Spiritual maturity, that is, growing in our faith and the ways of God, is less concerned about what we can “get away with,” what’s a sin, or what’s not. Spiritual maturity is more about asking the question: Does it please the heart of God, and in this time, way, and place?
Even a good thing can end up not being the heart of God for that moment and situation if we’re leading and not allowing Him to lead; focusing on our own desires rather than what God wants. Spiritual maturity asks, what’s important to God right now in and for this situation?

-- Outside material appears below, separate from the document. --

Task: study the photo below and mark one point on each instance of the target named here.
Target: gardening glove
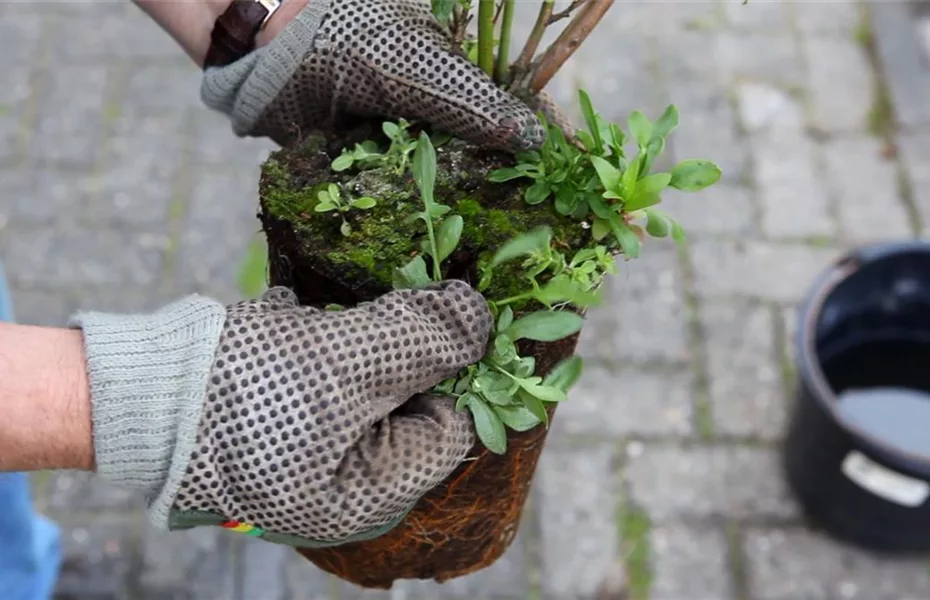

It’s natural, and even human, for us to react to the circumstances we face day in and day out because life demands a response. But who or what should we be responding to? One of the many remarkable things about Jesus’ life on Earth is that He didn’t live just reacting to circumstances around Him. He lived in response to the Father, first. The order and priority are important here. Because if we’re not careful, we’ll live reactively to everything that comes our way instead of living by being led by Him (His will and His ways).
The story of Mary and Martha paints a beautiful picture of this idea in Luke 10.40-42 NLT.
“But Martha was distracted by the big dinner she was preparing (for Jesus). She came to Jesus and said, “Lord, doesn’t it seem unfair to You that my sister just sits here while I do all the work? Tell her to come and help me.” But the Lord said to her, “My dear Martha, you are worried and upset over all these details! There is only one thing worth being concerned about. Mary has discovered it, and it will not be taken away from her.””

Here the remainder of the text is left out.